Abstract

This chapter questions the notion that Brecht’s Epic theatre is constructed solely in opposition to the Greek model of tragedy. In line with more recent and nuanced readings of the relationships between tragedy and epic, it presents Brecht’s attacks on what he perceived as Greek tragedy, through his well-documented mis-readings of Aristotelianism, as part of the modernist attempt to reclaim epic as a potentially radical form (Eisenstein), at once popular (oral, medieval etc) and modernist (montage, non-linear, stylised). Brecht’s project in this context is read as parallel to recent attempts to reclaim the epic tradition for performance. Through the work of Walter Benjamin on Brecht parallels are drawn between the Sage, the Rhapsode and the Epic Performer.

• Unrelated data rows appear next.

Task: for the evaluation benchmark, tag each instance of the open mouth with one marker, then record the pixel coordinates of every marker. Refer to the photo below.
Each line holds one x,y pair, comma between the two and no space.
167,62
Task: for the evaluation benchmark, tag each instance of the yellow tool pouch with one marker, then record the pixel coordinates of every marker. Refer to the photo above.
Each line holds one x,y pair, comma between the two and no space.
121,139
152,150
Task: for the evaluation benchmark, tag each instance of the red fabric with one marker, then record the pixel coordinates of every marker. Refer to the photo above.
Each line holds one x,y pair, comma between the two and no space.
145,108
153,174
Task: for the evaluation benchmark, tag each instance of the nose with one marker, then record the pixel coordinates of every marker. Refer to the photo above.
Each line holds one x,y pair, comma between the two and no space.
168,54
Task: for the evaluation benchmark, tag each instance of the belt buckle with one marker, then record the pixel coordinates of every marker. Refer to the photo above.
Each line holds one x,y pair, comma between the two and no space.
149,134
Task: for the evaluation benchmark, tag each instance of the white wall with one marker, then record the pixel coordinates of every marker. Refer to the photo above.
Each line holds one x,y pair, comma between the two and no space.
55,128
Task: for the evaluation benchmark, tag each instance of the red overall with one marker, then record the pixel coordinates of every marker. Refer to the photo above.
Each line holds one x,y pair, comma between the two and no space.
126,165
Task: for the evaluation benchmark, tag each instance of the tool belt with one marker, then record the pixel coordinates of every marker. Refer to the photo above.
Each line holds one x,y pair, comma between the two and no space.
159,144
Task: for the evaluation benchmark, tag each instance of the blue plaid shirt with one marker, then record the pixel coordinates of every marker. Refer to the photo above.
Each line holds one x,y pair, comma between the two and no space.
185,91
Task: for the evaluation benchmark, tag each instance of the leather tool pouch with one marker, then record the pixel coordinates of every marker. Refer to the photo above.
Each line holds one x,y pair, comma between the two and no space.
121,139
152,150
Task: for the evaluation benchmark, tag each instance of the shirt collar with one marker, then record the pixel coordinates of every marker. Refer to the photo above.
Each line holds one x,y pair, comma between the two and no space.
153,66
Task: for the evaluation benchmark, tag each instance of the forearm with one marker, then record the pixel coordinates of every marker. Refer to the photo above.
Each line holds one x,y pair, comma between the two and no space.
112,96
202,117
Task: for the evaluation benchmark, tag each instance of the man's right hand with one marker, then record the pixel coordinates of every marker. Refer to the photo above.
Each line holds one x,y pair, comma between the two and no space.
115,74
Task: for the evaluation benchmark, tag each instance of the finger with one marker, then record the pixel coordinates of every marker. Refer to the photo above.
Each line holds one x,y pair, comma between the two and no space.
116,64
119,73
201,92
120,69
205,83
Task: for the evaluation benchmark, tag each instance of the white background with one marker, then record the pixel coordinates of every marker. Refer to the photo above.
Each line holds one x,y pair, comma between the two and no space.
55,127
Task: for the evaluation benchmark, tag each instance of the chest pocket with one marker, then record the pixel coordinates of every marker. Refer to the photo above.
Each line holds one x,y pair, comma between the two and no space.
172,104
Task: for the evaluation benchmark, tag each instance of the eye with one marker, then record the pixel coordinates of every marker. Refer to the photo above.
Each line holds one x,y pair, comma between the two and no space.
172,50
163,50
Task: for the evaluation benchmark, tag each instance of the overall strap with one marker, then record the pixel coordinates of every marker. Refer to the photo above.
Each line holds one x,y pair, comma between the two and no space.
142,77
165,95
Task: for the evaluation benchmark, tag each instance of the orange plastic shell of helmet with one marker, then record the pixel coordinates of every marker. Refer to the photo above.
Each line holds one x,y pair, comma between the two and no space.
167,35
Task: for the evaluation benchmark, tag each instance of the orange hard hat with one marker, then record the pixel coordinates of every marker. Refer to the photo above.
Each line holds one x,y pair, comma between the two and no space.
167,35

Again, as throughout this book, Plato appears as a performance theorist rather than Aristotle. Through a fantastic dialogue between Brecht’s Epic Mothers and tragedy’s consummate mother, Medea, parallels are drawn between the tragic and the epic protagonist, and between the categories of tragic, epic, dramatic and post-dramatic theatre, creating a genealogy for the notion of post-dramatic theatre in Greek tragedy itself. These ideas come together in a close reading of another epic/tragic anti-mother, Antigone, in Brecht’s first of his famous models of epic theatre, The Antigone-Model.